Although 17-OHP is the metabolic marker of the deficiency, CYP21A2 genotyping contributes as a diagnostic tool due to its independence on physiology and its strong relationship with clinical severity (4). The high carrier frequency (5, 6) and the recurrent impaired fertility in patients (7–9) further evidence the important contribution that genotyping does. Molecular studies provide valuable information in prevention and contribute to a better management of the disease (10, 11).
CAH is related to a wide range of clinical behaviors, with phenotypes varying from severe classical forms (CLF) to moderate late-onset non-classical forms (NCF). As a highly penetrant monogenic disease, 21-OHD shows a strong, although not complete, genotype-phenotype relationship in which the clinical features correspond to the less severely impaired allele (1, 12, 13). Variants causing null or minimal enzymatic activity in both alleles result in salt-wasting forms (SW), whereas their compound heterozygosity with variants causing residual activity result in simply virilizing forms (SV).
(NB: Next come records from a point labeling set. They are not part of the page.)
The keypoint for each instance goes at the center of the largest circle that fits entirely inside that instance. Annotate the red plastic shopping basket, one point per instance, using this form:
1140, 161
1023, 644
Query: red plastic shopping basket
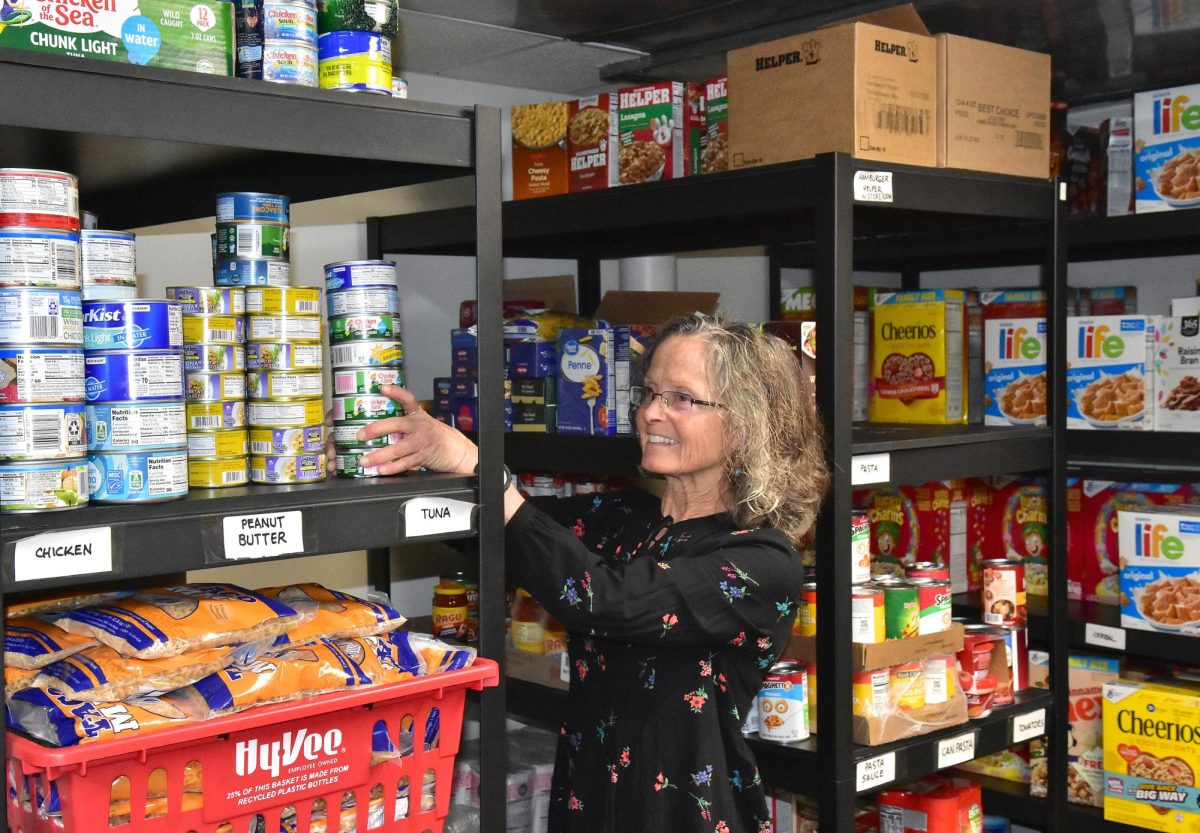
263, 768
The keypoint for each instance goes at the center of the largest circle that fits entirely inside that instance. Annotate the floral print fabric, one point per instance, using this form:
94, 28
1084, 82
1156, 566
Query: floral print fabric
671, 628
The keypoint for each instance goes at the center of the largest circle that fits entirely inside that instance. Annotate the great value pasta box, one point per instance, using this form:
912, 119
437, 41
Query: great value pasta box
1110, 363
1152, 755
1161, 569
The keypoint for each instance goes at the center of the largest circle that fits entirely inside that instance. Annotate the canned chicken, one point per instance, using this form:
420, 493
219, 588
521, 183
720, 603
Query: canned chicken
39, 257
137, 477
285, 469
133, 377
41, 316
136, 426
40, 375
43, 486
42, 431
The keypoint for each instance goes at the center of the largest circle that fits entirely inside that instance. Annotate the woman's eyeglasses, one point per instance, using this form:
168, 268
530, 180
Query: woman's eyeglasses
672, 400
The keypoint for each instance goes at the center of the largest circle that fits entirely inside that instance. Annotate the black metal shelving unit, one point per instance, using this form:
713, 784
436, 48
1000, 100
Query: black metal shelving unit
156, 145
807, 207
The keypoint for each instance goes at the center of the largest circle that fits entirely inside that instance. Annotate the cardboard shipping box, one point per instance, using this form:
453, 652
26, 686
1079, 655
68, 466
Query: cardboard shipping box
867, 88
993, 107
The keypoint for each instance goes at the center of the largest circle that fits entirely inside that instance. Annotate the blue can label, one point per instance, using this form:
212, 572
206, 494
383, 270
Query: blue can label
127, 325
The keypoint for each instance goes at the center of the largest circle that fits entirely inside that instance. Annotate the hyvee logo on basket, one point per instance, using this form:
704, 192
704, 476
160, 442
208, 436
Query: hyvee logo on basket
251, 755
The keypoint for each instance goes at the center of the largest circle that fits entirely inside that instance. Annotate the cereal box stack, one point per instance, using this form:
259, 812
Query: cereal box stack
42, 447
363, 303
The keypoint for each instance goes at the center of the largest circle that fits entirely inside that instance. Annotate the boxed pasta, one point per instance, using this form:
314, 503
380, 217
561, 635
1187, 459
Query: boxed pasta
1151, 755
1110, 363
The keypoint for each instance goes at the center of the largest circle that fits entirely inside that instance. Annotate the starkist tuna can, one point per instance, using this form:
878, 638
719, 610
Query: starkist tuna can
137, 477
133, 377
136, 426
132, 325
39, 257
43, 486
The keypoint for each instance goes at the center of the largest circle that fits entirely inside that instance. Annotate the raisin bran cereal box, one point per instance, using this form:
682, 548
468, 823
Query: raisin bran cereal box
918, 357
1110, 364
651, 123
1152, 755
1161, 569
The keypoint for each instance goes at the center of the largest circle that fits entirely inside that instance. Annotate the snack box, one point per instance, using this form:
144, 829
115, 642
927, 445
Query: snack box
1161, 569
1110, 361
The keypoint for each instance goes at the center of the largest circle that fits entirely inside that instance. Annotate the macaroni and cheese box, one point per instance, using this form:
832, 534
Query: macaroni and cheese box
1151, 755
1110, 366
1015, 371
1161, 569
1167, 149
918, 357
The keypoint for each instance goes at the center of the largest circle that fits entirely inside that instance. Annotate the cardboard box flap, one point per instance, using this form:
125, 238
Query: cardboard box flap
624, 306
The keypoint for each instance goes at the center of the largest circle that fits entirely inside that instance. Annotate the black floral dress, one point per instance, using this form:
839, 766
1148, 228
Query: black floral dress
671, 628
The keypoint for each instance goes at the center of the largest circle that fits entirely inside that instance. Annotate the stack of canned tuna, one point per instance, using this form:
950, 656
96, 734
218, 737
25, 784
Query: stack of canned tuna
366, 353
42, 442
215, 363
133, 358
287, 435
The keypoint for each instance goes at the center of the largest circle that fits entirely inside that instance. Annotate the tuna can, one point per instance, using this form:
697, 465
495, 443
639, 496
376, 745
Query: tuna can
205, 387
34, 198
282, 355
41, 316
137, 477
367, 406
39, 258
283, 328
40, 375
363, 300
228, 443
252, 207
309, 439
354, 274
42, 431
867, 612
784, 703
1003, 593
366, 354
133, 325
209, 300
216, 415
372, 325
45, 486
286, 63
286, 469
215, 329
352, 381
133, 377
136, 426
109, 257
221, 358
355, 61
217, 472
246, 239
263, 384
285, 414
246, 271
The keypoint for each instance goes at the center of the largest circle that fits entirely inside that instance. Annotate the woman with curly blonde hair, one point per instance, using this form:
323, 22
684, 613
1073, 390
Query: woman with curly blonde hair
675, 606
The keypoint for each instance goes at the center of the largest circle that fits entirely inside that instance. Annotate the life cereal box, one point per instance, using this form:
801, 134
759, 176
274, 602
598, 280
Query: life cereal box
918, 357
1015, 371
1152, 755
1161, 569
1167, 149
1110, 364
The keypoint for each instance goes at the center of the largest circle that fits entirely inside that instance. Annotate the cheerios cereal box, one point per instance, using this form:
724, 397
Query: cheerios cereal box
1167, 149
1161, 569
1110, 372
1152, 755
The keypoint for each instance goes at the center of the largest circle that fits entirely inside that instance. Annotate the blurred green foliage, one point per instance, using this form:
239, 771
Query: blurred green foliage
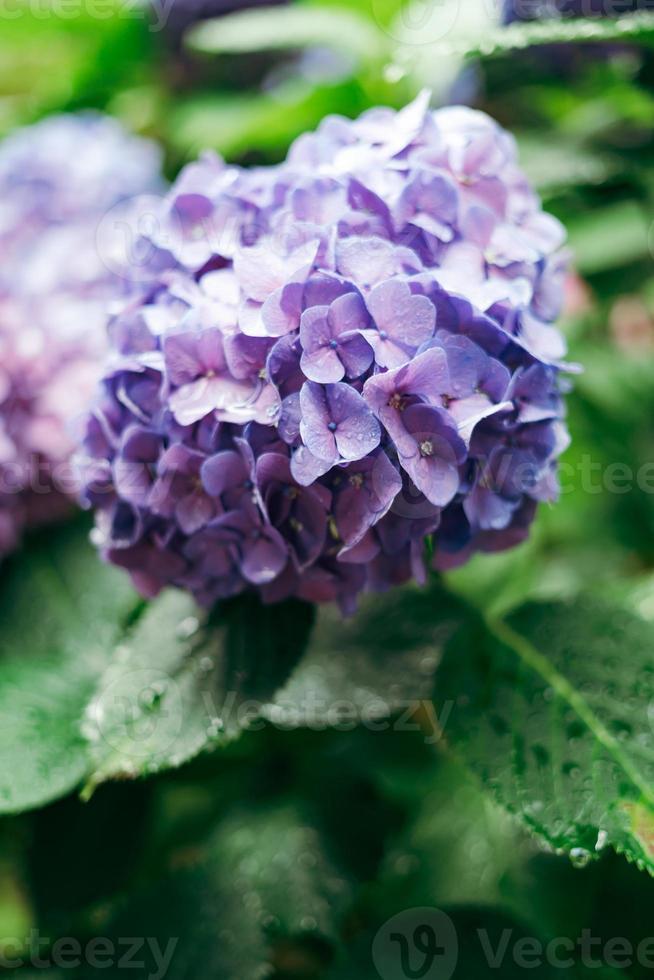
281, 854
NCF are due to mild alterations in homozygosity or a compound heterozygosity of either two mild alterations or a severe and a mild one (1, 3, 12, 14–16) (Supplementary Tables 1, 2). Some lacks of genotype-phenotype relationship may result from extraadrenal 21-hydroxylation mediated by liver P450 cytochromes (17).
2 Gene Locus Structure and Nature of CYP21A2 Alterations
CYP21A2 is arranged in tandem with its inactive pseudogene (CYP21A2P) within a genetic unit designated as RCCX module, where also the genes TNXA/B, C4A/B and RP are harbored (18). Most chromosomes have two RCCX modules, although mono-, tri- or even quadrimodular arrangements have been described (19, 20). The high homology existing between gene and pseudogene (98% in coding and 96% in non-coding regions) together with that existing between RCCX modules favor unequal cross-overs during meiosis making that most pathological alleles in CAH arise from mechanisms of asymmetric recombination (25-30%) and gene conversion events (70%). Consequently, CYP21A2 genotyping requires careful analyses that guaranty gene-specific PCR with allele dropout avoidance, and accurate definition of pseudogene-gene chimeras and gene duplications. Of course, an expert interpretation of the results is needed.
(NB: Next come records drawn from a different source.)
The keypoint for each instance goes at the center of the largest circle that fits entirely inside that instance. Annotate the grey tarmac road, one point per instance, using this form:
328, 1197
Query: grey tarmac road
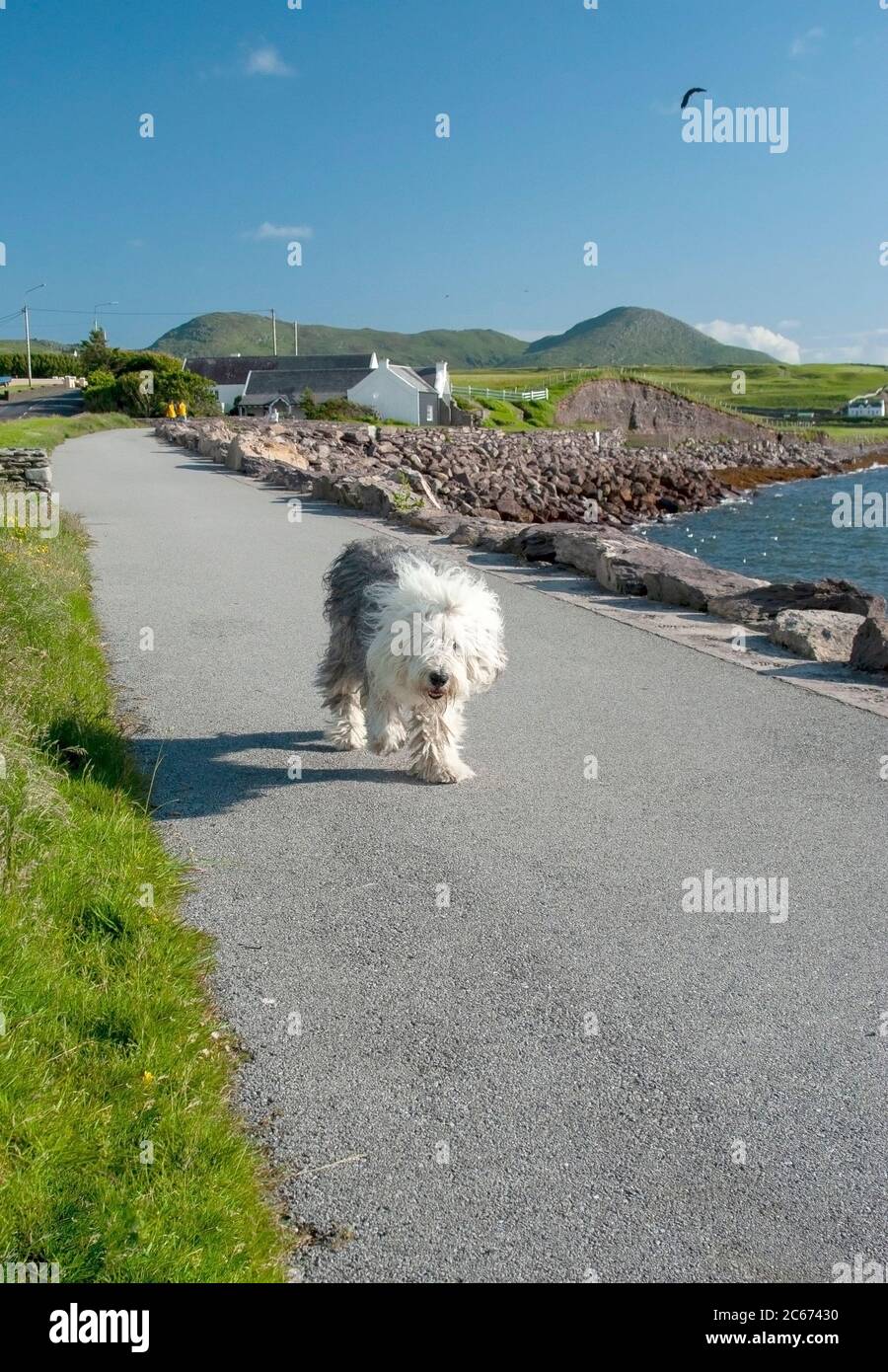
38, 404
486, 1044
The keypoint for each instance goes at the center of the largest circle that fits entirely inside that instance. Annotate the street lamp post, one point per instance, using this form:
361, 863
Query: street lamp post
102, 305
31, 380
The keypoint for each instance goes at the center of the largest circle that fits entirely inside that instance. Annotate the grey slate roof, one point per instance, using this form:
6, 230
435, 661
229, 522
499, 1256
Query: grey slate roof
263, 387
412, 377
234, 370
228, 370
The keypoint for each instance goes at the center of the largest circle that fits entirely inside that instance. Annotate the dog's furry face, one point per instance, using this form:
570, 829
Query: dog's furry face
437, 636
2.1 Alterations Due to Intrinsic Locus-Derived Mechanisms
2.1.1 Point Pathological Variants: Microconversions
Around 70% of the disease causing alterations in CAH are pseudogene-deleterious-variants that have been transferred to the gene by small gene conversion events. As a result, a limited group of pathogenic variants with well-known phenotypic effects is present in all populations (3) (Figure 1).
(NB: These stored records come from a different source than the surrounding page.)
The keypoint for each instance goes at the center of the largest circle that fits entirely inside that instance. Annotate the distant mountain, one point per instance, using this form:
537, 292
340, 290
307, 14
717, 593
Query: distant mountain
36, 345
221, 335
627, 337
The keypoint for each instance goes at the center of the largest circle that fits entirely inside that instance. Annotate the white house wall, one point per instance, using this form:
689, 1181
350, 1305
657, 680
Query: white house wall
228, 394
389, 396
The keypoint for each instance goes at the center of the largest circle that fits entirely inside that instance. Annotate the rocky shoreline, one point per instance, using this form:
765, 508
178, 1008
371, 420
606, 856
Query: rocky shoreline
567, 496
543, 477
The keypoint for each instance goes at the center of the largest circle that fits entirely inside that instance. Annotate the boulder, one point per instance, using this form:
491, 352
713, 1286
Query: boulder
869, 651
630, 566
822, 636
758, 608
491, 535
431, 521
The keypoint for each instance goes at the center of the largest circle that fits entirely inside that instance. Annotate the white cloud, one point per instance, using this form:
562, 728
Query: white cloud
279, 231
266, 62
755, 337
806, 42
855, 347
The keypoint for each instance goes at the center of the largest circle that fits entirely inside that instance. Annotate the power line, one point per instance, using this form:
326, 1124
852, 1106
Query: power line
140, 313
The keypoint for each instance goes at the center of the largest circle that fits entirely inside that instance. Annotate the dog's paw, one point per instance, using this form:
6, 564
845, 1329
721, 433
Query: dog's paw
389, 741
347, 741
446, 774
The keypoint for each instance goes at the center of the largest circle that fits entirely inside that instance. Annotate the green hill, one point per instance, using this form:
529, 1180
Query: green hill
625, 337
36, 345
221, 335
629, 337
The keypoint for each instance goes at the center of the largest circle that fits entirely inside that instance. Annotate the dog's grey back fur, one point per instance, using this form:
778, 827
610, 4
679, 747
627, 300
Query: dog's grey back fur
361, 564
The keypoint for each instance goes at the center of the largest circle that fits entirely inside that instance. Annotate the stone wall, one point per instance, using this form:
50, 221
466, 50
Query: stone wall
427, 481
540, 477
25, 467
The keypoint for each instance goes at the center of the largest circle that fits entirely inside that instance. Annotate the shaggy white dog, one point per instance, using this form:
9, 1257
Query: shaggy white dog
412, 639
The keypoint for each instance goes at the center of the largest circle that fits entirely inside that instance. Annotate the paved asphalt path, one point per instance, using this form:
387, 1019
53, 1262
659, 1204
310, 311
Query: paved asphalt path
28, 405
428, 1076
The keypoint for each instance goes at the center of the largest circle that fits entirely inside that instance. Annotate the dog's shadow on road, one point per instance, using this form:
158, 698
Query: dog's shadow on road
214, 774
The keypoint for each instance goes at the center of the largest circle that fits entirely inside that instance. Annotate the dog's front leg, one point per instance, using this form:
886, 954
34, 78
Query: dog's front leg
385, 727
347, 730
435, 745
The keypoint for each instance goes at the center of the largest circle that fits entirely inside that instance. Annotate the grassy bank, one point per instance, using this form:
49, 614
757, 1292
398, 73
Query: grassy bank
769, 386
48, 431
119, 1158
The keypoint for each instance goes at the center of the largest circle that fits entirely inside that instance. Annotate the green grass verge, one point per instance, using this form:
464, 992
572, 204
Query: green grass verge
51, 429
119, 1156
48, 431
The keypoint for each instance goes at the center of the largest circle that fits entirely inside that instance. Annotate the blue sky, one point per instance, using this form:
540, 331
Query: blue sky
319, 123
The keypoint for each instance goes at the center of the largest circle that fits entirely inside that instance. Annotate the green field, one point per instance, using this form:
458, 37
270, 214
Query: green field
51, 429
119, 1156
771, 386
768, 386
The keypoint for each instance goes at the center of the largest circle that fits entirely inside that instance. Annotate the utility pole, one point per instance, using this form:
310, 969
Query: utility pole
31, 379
Figure 1 [Adapted from Santomé et al., (21)]. Scheme of the RCCX module located on the short arm of chromosome 6 within the HLA class III region. Tandem duplication affects CYP21 and C4 genes. In humans only CYP21A2 gives rise to the functional protein, whereas CYP21P is a homologous pseudogene that includes several inactivating point variants that can be transferred to the active gene by small gene conversion events. Both C4A and C4B are functional. Tenascin, also duplicated, is encoded in the complementary chain. The bottom of the image shows the recurrent variants grouped according to how they affect the enzimatic functionality: severely (red), moderately severe (green) or mildly (blue). Recurrent variants in all populations are circled. The complete nomenclature of each variant including the cDNA position (NM_000500.9) would be: c.92C>T [p.Pro31Leu], c.292+5C>A, c.293-13C>G, c.332-339del, c.518T>A [p.Ile173Asn], c.(710T>A; 713T>A; 719T>A) p.[Ile237Asn; Val238Glu; Met240Lys], c.844G>T [p.Val282Leu], c.923dupT, c.955C>T [p.Gln319*], c.1069C>T [p.Arg357Trp], c.1280G>A [p.Arg427His] and c.1360C>T [p.Pro454Ser]). The arrows “Fragment A”, “Fragment B” and “Fragment C” represents specific amplicons for CYP21A2 amplification.
2.1.2 Gene Chimeras
Asymmetric recombination between CYP21A2 and CYP21A2P is responsible of about 25-30% of all deficient alleles (3, 22, 23). This mechanism results in the appearance of pseudogene-gene chimeras (traditionally named “gene deletions”) usually extending from somewhere between exons 3 and 8 of CYP21A2P to the corresponding point in CYP21A2, yielding a non-functional gene in which the 5’-end corresponds to CYP21A2P and the 3’-end corresponds to CYP21A2. It is important to mention a subset of patients in which the deletion is extended into the TNXB gene resulting in a contiguous gene syndrome named CAH-X consisting in CAH and Ehlers-Danlos Syndrome (24) that should also be investigated (25).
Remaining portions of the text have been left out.